Sie lächelte bei dem verrückten Einfall: Die Finger der linken Hand würden einem nicht so sehr fehlen. Sie war Rechtshänderin.
Sie wusste: Der Mann mit dem Panamahut war nicht in der Fabrik. Sie hatte, verschwommen und aus dem Augenwinkel, bestimmt den Fabrikdirektor gesehen. Einen Mann, ungefähr gleich groß und gleich alt, der an den meisten Tagen ein kurzärmeliges weißes Hemd anhatte. Keine Fliege um und erst recht keinen Panamahut auf dem Kopf.
Nach der Arbeit meinte sie ihn noch einmal zu »sehen«. Auf der anderen Straßenseite, unter der Markise der Schuhreparatur. Schnell wandte sie sich ab und ging davon, ohne sich noch einmal umzudrehen.

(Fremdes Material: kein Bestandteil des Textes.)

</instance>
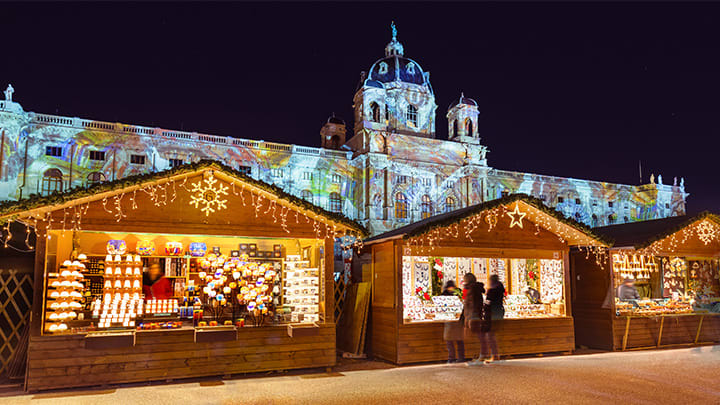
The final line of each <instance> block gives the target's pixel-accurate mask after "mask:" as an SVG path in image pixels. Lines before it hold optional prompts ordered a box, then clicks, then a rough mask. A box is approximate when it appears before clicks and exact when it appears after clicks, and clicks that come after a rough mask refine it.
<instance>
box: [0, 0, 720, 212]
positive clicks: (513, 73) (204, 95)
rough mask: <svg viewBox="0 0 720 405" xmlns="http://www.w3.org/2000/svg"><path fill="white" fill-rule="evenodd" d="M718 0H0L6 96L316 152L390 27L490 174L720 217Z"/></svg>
mask: <svg viewBox="0 0 720 405" xmlns="http://www.w3.org/2000/svg"><path fill="white" fill-rule="evenodd" d="M718 17H720V4H692V5H687V4H665V3H663V4H647V3H639V4H621V3H610V4H590V3H574V4H570V3H556V4H550V5H547V4H539V3H530V4H521V3H510V4H485V3H479V4H478V3H475V4H467V3H460V4H448V3H443V4H428V3H420V4H414V3H395V4H384V3H364V4H347V3H310V4H300V3H291V4H247V3H241V4H225V3H221V4H210V5H209V4H181V5H174V4H168V3H161V4H151V5H147V4H133V3H131V4H104V3H103V4H85V3H82V4H54V3H53V4H38V3H33V4H28V5H12V4H1V5H0V30H2V39H0V50H1V53H0V55H2V57H1V58H0V87H2V89H4V88H5V86H6V85H7V83H8V82H10V83H12V84H13V86H14V87H15V90H16V92H15V96H14V99H15V100H16V101H18V102H20V103H21V104H22V106H23V108H24V109H25V110H26V111H35V112H42V113H48V114H60V115H67V116H77V117H82V118H90V119H96V120H102V121H113V122H115V121H118V122H123V123H127V124H138V125H149V126H159V127H163V128H168V129H184V130H187V131H198V132H204V133H209V134H216V135H230V136H237V137H242V138H250V139H263V140H266V141H275V142H286V143H297V144H302V145H310V146H319V143H320V142H319V141H320V137H319V134H318V131H319V129H320V127H321V126H322V124H323V123H324V122H325V120H326V119H327V117H328V116H329V115H330V114H331V113H332V112H335V113H336V114H337V115H339V116H341V117H343V118H345V119H346V120H347V121H348V124H349V127H350V128H352V124H351V120H352V98H353V94H354V91H355V88H356V85H357V83H358V79H359V74H360V71H362V70H368V69H369V68H370V66H371V65H372V63H373V62H375V61H376V60H377V59H379V58H381V57H382V56H383V55H384V47H385V45H386V44H387V42H388V41H389V40H390V29H389V24H390V21H392V20H395V22H396V24H397V27H398V39H399V40H400V42H402V43H403V45H404V46H405V55H406V56H408V57H410V58H412V59H415V60H416V61H417V62H419V63H420V65H421V67H422V68H423V69H424V70H426V71H430V72H431V75H430V81H431V83H432V85H433V88H434V90H435V94H436V98H437V104H438V125H437V137H438V138H447V122H446V119H445V113H446V112H447V107H448V105H449V104H450V103H451V102H452V101H453V100H454V99H457V98H458V97H459V95H460V92H461V91H463V92H465V95H466V96H468V97H472V98H474V99H475V100H477V101H478V104H479V108H480V112H481V115H480V136H481V138H482V140H481V142H482V143H483V144H485V145H487V146H488V147H489V148H490V153H489V155H488V163H489V165H490V166H492V167H496V168H500V169H507V170H519V171H526V172H534V173H541V174H549V175H557V176H563V177H576V178H586V179H593V180H604V181H610V182H619V183H628V184H638V183H639V182H640V180H639V173H638V161H639V160H642V166H643V176H644V179H643V180H644V182H645V183H647V182H648V181H649V176H650V174H651V173H655V175H656V176H657V175H658V174H662V175H663V180H664V182H665V184H668V183H670V184H672V181H673V177H675V176H677V177H678V178H679V177H681V176H682V177H685V186H686V190H687V191H688V192H689V193H690V196H689V197H688V200H687V201H688V211H689V212H691V213H694V212H698V211H701V210H704V209H710V210H716V211H717V210H718V209H719V208H720V187H719V186H718V181H717V179H718V178H719V177H720V176H719V174H718V170H717V169H716V167H717V161H718V144H719V143H720V142H718V141H717V139H718V134H719V133H720V119H719V118H720V24H718Z"/></svg>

»Er ist nicht da. Tignor nicht und er jetzt auch nicht.«
Niemand sah sie: Sie vergewisserte sich.
Sie suchte nach Schnipseln der von ihr zerrissenen Visitenkarte Hendricks. Auf dem Treidelpfad fand sie ein paar kleine Papierfetzen. War sich aber nicht sicher, was das war. Der Aufdruck war verschwommen, war verloren.
»Auch gut. Ich will es gar nicht wissen.«
Diesmal drückte sie, ihrer selbst überdrüssig, die Schnipsel zu einem Kügelchen zusammen und warf es in den Kanal, wo es auf dem dunklen Wasser hüpfte und schwamm wie ein Wasserkäfer.

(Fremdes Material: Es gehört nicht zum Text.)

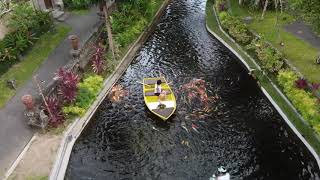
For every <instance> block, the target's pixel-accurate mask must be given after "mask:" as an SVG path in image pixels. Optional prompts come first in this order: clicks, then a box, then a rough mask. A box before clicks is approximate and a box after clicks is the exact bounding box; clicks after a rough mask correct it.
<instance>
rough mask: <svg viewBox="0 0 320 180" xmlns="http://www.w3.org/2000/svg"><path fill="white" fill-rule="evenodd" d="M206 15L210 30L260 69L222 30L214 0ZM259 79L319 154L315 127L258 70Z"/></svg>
mask: <svg viewBox="0 0 320 180" xmlns="http://www.w3.org/2000/svg"><path fill="white" fill-rule="evenodd" d="M206 16H207V19H206V21H207V25H208V28H209V29H210V30H212V31H213V32H214V33H216V34H217V35H218V36H219V37H220V38H222V39H223V41H225V42H226V43H227V44H228V45H230V46H231V47H232V48H233V49H234V50H235V51H236V52H237V53H238V54H239V55H240V56H242V58H243V59H244V60H245V61H246V62H247V63H248V64H249V66H250V67H251V68H253V69H258V67H257V66H256V65H255V64H254V63H253V62H252V61H251V59H250V58H249V57H248V56H247V55H246V54H244V53H243V52H242V51H241V49H240V48H239V47H238V46H237V45H236V44H235V43H234V42H232V41H231V40H230V39H229V38H228V37H227V36H226V35H225V34H224V33H223V32H222V31H220V29H219V26H218V22H217V20H216V17H215V14H214V11H213V0H208V1H207V5H206ZM256 75H257V79H258V81H259V82H260V84H261V86H262V87H264V88H265V89H266V91H267V92H268V93H269V94H270V96H271V97H272V98H273V100H274V101H275V102H276V103H277V104H278V106H279V107H280V108H281V109H282V111H283V112H284V113H285V115H286V116H287V117H288V118H289V120H290V121H291V122H292V123H293V124H294V125H295V127H296V128H297V129H298V130H299V132H300V133H301V134H302V135H303V136H304V137H305V139H306V140H307V141H308V142H309V143H310V144H311V146H313V148H314V149H315V150H316V152H317V153H318V154H320V142H319V139H318V138H317V135H316V134H315V133H314V131H313V129H312V128H311V127H310V126H308V125H307V124H305V122H304V121H302V119H300V118H299V116H298V115H297V114H296V113H295V111H294V110H293V109H292V108H291V107H290V105H289V104H288V103H287V102H286V100H285V99H284V98H283V97H282V96H281V95H280V94H279V93H278V91H277V90H276V89H275V88H274V87H273V86H272V85H271V83H270V81H269V79H268V78H267V77H266V76H265V75H263V73H262V72H259V71H257V72H256Z"/></svg>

Der Sonntag ging vorbei, und Tignor rief nicht an.
Um das unruhige Kind abzulenken, begann sie ihm die Geschichte von dem Mann auf dem Weg am Kanal zu erzählen. Dem Mann mit dem Panamahut.

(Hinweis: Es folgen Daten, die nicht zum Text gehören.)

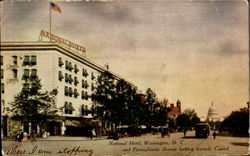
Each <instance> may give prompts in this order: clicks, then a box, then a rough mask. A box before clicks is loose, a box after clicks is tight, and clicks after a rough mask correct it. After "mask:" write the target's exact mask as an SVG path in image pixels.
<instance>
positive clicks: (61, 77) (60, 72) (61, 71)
mask: <svg viewBox="0 0 250 156" xmlns="http://www.w3.org/2000/svg"><path fill="white" fill-rule="evenodd" d="M63 78H64V77H63V74H62V71H59V80H61V79H63Z"/></svg>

»Dieser Mann, dieser fremde Mensch, ist mir auf dem Weg nachgegangen, und rate mal, Niley, was er zu mir gesagt hat.«
Mamis Stimme klang hell, munter. Wenn man sie mit Kreide zeichnen sollte, müsste man ein kühnes, ins Rot gehende Sonnengelb malen.
Niley hörte gespannt zu, unsicher, ob er lächeln sollte. War das eine schöne Geschichte oder eine Geschichte, über die er sich Sorgen machen musste?
»Mami, was denn für ein Mann?«
»Bloß ein Mann eben, Niley. Wir kennen den nicht: ein Fremder. Aber -«
»F-emder -?«
»Ein Fremder. Das bedeutet, jemand, den wir nicht kennen, verstehst du? Ein Mann, den wir nicht kennen.«
Niley schaute sich bange im Zimmer um. (Seinem kleinen Zimmerchen mit dem schrägem Dach, das sich zu Rebeccas Schlafzimmer öffnete.) Hektisch blinzelnd schielte er zum Fenster. Es war Nacht, das einzelne Fenster warf nur verschwommen das unterseeisch blaue Innere des Raums zurück.
»Hier ist er nicht, Niley. Hab keine Angst. Er ist fort. Aber ich glaube, das ist ein netter Mann. Ein freundlicher Mann. Er möchte mein Freund sein. Unser Freund. Er hatte eine spezielle Nachricht für mich.«
Aber Niley hatte sich immer noch nicht beruhigt und schielte hierhin und dahin. Um seine Aufmerksamkeit zu finden, musste Mami ihn an den kleinen Schultern packen und festhalten.
Er war aber auch ein zappeliger kleiner Aal! Sie hätte ihn am liebsten geschüttelt. Hätte ihn am liebsten fest umarmt und beschützt.
»Mami? Wo denn?«
»Auf dem Weg am Kanal, Schatz. Als ich von der Arbeit nach Hause gegangen bin, um dich bei Mrs. Meltzer abzuholen.« »Heute, Mami?«
»Nicht heute, Niley. Ein andermal.«
Es war später als sonst, und das Kind war noch nicht im Bett. Schon zehn Uhr, und Rebecca hatte ihn nur dadurch zum Anziehen seines Schlafanzugs gekriegt, dass sie ein Spiel daraus machte. Sie zog ihm seine Sachen und die Schuhe aus, während er passiv dalag, ohne sich zu sträuben. Es sei ein schwieriger Tag gewesen, hatte Edna Meltzer Rebecca gegenüber geklagt. An einer zarten Stelle sah Rebecca an der Stirn ihres Sohnes einen Nerv pulsieren.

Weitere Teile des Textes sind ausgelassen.